Considerando lo dicho, se entenderá mejor el dilema que se me planteaba en ese momento: para cumplir el pedido de Belicena Villca, debería enfrentarme a una Sociedad Secreta de Druidas, hombres que poseían poderes terribles según se desprendía de la carta y de las declaraciones del Profesor Ramirez, y hasta correría el riesgo de llamar la atención de los Inmortales Bera y Birsa, quienes me liquidarían en un abrir y cerrar de ojos. ¡Aquello no era juego! Yo debía, a la sazón, buscar ayuda contra Ellos; y ese socorro sólo podía ser espiritual, suministrado por seres que compartiesen el objetivo de la misión vale decir, por partidarios de la Sabiduría Hiperbórea. Mas, ¿adónde estaban tales seres?

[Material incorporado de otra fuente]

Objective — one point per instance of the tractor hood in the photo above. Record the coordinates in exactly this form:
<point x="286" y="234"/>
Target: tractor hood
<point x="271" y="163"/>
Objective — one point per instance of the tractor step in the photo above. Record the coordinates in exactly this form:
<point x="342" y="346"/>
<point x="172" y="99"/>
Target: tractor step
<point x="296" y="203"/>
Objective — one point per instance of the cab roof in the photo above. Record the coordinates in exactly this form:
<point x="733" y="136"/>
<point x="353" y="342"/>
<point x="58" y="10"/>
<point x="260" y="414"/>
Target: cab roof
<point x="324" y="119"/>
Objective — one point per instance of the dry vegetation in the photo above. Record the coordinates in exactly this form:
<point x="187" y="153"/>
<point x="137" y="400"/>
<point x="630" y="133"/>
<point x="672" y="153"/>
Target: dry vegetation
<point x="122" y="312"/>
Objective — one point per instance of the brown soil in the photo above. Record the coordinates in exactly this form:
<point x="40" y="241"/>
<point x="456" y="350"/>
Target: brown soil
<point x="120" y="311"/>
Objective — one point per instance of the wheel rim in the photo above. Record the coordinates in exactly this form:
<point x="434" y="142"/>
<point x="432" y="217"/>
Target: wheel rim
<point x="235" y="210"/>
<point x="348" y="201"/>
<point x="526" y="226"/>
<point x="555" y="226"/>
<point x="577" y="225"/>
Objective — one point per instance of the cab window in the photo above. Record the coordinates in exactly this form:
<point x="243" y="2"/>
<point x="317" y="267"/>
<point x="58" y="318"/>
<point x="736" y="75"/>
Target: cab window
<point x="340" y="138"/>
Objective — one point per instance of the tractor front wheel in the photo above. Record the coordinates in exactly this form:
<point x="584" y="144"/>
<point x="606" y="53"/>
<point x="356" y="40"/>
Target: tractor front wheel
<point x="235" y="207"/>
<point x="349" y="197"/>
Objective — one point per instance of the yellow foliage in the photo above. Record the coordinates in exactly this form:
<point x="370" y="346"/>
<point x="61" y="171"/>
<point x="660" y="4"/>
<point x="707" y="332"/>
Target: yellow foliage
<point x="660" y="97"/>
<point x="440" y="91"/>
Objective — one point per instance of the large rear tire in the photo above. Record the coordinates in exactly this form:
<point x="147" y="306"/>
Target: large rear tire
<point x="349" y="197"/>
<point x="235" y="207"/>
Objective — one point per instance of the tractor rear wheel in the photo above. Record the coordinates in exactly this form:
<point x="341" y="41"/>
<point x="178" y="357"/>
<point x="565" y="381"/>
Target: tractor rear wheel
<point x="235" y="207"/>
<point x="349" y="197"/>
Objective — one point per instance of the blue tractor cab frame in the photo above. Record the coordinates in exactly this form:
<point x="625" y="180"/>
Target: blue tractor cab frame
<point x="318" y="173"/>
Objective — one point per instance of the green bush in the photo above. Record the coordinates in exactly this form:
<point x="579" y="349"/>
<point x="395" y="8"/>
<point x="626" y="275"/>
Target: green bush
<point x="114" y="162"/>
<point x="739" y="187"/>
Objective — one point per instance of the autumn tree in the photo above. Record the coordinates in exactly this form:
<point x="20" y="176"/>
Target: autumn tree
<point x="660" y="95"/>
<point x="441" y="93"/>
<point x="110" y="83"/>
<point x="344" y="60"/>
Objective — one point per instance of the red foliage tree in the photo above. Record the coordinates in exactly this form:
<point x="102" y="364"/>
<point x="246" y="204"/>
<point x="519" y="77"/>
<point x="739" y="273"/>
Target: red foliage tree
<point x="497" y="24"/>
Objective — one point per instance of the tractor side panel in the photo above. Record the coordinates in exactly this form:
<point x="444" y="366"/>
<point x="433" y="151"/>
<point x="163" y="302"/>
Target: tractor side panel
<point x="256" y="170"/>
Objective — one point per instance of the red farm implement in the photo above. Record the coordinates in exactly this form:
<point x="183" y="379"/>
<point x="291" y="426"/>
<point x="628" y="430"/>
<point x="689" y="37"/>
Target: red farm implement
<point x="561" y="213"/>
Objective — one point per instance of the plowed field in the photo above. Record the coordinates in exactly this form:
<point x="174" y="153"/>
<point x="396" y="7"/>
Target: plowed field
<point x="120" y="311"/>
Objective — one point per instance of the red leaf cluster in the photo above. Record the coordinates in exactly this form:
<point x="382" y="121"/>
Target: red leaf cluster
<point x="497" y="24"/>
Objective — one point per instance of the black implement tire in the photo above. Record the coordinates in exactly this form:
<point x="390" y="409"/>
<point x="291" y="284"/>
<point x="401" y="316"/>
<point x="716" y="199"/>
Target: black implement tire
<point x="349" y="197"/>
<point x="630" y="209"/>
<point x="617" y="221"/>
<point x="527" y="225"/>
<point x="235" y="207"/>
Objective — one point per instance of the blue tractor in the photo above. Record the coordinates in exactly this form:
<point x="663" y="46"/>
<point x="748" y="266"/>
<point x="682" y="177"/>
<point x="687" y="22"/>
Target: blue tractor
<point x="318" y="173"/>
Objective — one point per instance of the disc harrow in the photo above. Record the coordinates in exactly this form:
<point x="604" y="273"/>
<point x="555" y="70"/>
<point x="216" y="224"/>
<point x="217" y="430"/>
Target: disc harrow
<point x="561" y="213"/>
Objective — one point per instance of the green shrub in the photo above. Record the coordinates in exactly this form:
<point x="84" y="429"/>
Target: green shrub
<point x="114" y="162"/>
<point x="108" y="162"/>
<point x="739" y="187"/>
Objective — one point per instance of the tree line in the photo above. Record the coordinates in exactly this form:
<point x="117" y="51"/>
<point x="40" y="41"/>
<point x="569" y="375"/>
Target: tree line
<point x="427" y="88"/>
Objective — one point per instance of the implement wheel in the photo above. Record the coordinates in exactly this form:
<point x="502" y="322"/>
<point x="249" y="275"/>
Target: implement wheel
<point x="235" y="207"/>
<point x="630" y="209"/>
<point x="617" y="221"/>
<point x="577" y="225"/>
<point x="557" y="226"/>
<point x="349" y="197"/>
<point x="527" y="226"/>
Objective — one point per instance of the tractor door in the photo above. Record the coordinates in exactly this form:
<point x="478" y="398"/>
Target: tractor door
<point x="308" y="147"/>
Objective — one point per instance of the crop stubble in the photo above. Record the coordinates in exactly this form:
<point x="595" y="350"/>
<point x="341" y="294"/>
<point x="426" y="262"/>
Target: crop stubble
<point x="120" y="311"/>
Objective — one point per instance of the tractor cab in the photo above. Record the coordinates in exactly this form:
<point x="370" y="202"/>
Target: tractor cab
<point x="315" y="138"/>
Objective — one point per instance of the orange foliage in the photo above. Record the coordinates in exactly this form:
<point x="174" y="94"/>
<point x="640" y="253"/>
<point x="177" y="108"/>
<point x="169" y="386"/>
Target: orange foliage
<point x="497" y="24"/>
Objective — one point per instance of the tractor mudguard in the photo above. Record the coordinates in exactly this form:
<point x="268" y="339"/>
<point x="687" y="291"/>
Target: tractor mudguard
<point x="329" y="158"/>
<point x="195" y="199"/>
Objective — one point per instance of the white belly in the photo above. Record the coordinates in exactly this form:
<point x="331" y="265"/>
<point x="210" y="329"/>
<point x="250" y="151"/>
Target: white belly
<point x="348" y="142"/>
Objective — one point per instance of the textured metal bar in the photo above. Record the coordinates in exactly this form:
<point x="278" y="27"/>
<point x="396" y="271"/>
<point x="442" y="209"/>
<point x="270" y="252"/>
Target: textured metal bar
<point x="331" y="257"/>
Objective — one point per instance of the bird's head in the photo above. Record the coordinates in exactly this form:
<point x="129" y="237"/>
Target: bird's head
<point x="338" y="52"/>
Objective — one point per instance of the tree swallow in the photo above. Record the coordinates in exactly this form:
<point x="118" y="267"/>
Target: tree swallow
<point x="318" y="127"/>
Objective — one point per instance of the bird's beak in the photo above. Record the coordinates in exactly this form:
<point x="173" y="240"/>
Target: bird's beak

En verdad, Yo creía seriamente que para emprender la misión con posibilidades de éxito hacía falta algo concreto, que no era cuestión de sentarse a orar o desgastarse en especulaciones metafísicas. Mas, me repetía, ¿a qué organizaciones podía recurrir en busca de ayuda? La Masonería, la Teosofía, la Antroposofía, el Martinismo, los Rosacruces, los Gnósticos, y otras Sociedades Secretas más ocultas aún, pero de la misma calaña sinárquica, están en oposición esencial con la Sabiduría Hiperbórea, ahora lo veía bien claro. Y así, por más que pensaba y repasaba la lista de todas las organizaciones conocidas, siempre concluía que eran cuando menos sospechosas de pertenecer a la Fraternidad Blanca, la superorganización oculta enemiga de la Casa de Tharsis. ¡Oh dilema! Existía una Sociedad Secreta de Iniciados Hiperbóreos en la Argentina, una Orden de Constructores Sabios, según revelara Belicena en su carta, pero nadie sabía dónde se hallaban ni cómo llegar hasta Ellos; Yo trataría de encontrarlos, pero era plenamente consciente que cientos, tal vez miles, de agentes de la Sinarquía estarían aguardando que alguien se aproximase para ejecutarlos sin piedad. Dudaba si podría emprender solo esta búsqueda y por eso examiné la posibilidad de recurrir a alguna organización “amiga” de la Sabiduría Hiperbórea para solicitar ayuda. Empero, lo repito, por más que pensaba no daba con la solución: ¿es que la Sabiduría Hiperbórea no contaba con partidarios en este Mundo? La respuesta parecía ser “no”; por lo menos no contaba con seguidores socialmente organizados; o Yo desconocía la existencia de alguna organización semejante.